Вообще стоит заметить, что в ситуации, когда врач становится морфинистом, ничего необычного не было. Как отмечала в очень любопытной статье «М. Булгаков и Де Квинси: история одного сюжета» Ольга Жук, «наркозависимость среди врачей и медицинского персонала явление нередкое, более того, привычное и вполне понятное, легко объяснимое. Немецкий врач и фармаколог профессор Луис Левин в 1924 году приводил данные о морфинизме среди европейских медиков: это 40,4% врачей и 10% их жен. С одной стороны, врачи понимают, что они делают, понимают они и как лучше использовать терапевтический потенциал наркотика. Но врачи еще в большей степени, чем остальные, имеют склонность к самообману, полагая, что они контролируют ситуацию (наркотик), а не наркотик контролирует их. С другой стороны, неограниченный и даже ограниченный доступ к наркотикам – этически, научно и фактически позволяет проводить эксперименты и манипуляции на себе» [80].

Тут все сказано не в бровь, а в глаз. В том числе и про жену, которую Булгаков склонял к принятию наркотика, вернее, пытался лечить, снять с помощью морфия боль, и Бог знает, к чему бы это могло привести, но Тасе повезло: ни опия в 1913-м, ни морфия в 1917-м ее организм не воспринял.

«Т. К [9] Мне он тоже морфий впрыскивал…

Л. П. Вам?!

Т. К. Да.

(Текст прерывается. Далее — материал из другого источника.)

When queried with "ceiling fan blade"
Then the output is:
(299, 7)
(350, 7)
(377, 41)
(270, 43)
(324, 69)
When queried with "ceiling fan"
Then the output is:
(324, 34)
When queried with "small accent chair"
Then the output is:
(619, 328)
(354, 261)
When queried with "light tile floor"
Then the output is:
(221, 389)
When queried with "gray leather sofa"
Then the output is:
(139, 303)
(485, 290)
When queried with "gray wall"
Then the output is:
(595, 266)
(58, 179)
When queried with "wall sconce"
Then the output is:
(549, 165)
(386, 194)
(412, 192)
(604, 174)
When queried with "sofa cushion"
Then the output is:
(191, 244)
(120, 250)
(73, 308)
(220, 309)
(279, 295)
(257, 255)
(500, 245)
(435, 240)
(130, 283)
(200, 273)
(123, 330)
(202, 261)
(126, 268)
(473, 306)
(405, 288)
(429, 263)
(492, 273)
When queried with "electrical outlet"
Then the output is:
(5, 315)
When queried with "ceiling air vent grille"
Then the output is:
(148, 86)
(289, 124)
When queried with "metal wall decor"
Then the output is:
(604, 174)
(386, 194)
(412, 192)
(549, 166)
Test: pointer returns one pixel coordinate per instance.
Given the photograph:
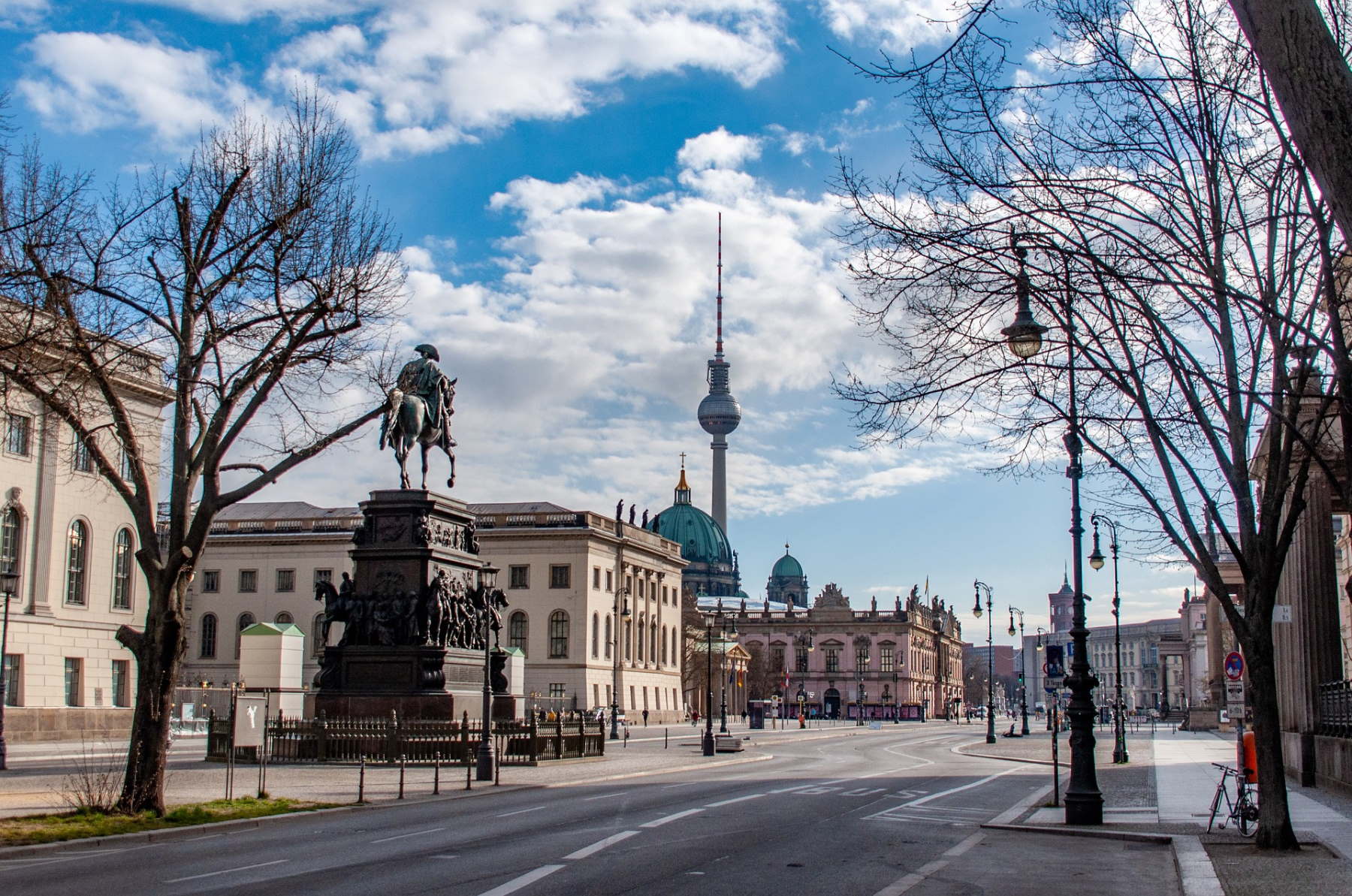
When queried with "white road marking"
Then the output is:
(736, 799)
(669, 818)
(959, 789)
(228, 870)
(599, 845)
(399, 837)
(525, 880)
(533, 808)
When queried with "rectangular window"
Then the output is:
(13, 667)
(20, 434)
(74, 683)
(80, 460)
(121, 683)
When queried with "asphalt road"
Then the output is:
(875, 814)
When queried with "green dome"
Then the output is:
(702, 539)
(787, 566)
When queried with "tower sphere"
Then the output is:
(720, 414)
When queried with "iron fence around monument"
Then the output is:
(1336, 710)
(418, 741)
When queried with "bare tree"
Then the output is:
(1166, 230)
(249, 285)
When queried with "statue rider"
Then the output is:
(425, 379)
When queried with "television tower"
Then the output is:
(720, 412)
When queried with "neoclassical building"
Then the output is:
(905, 661)
(72, 541)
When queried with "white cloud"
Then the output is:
(581, 365)
(92, 81)
(417, 77)
(718, 149)
(894, 25)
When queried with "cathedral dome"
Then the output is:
(702, 539)
(787, 566)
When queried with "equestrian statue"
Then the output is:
(419, 412)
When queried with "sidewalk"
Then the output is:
(1167, 789)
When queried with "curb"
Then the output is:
(1135, 837)
(189, 831)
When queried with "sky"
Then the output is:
(556, 169)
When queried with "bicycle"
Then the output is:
(1242, 808)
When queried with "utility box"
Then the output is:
(272, 656)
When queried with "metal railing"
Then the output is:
(1336, 710)
(351, 740)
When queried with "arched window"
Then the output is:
(209, 637)
(245, 620)
(76, 551)
(518, 630)
(10, 541)
(122, 569)
(557, 634)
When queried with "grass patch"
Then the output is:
(68, 826)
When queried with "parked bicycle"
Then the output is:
(1243, 807)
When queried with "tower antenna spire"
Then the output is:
(718, 346)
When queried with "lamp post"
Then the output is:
(8, 587)
(486, 599)
(622, 617)
(1022, 668)
(990, 652)
(1083, 801)
(1097, 563)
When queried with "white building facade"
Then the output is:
(72, 541)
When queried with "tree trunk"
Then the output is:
(1313, 86)
(1274, 815)
(158, 652)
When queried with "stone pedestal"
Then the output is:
(400, 647)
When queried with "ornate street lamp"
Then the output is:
(487, 586)
(8, 588)
(1022, 668)
(622, 617)
(1097, 563)
(990, 656)
(1083, 801)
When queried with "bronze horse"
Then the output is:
(406, 424)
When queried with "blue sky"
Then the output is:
(556, 169)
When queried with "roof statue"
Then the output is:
(418, 412)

У меня появились страшные боли под ложечкой, и он вспрыснул» [87; 48], – рассказывала она Паршину.

Примечательно, что именно эта причина (а не безумный зуд после прививки) фигурирует в «Морфии»:

«Вчера ночью интересная вещь произошла. Я собирался ложиться спать, как вдруг у меня сделались боли в области желудка. Но какие! Холодный пот выступил у меня на лбу.

Все-таки медицина – сомнительная наука, должен заметить.

Отчего у человека, у которого нет абсолютно никакого заболевания желудка или кишечника (аппенд., напр.), у которого прекрасная печень и почки, у которого кишечник функционирует совершенно нормально, могут ночью сделаться такие боли, что он станет кататься по постели?

Со стоном добрался до кухни, где ночует кухарка с мужем своим, Власом. Власа отправил к Анне Кирилловне. Та ночью пришла ко мне и вынуждена была впрыснуть мне морфий. Говорит, что я был совершенно зеленый…»

вернуться

9

Т. Н. Лаппа ко времени беседы с Л. Паршиным носила фамилию третьего мужа Кисельгоф, отсюда – Т. К.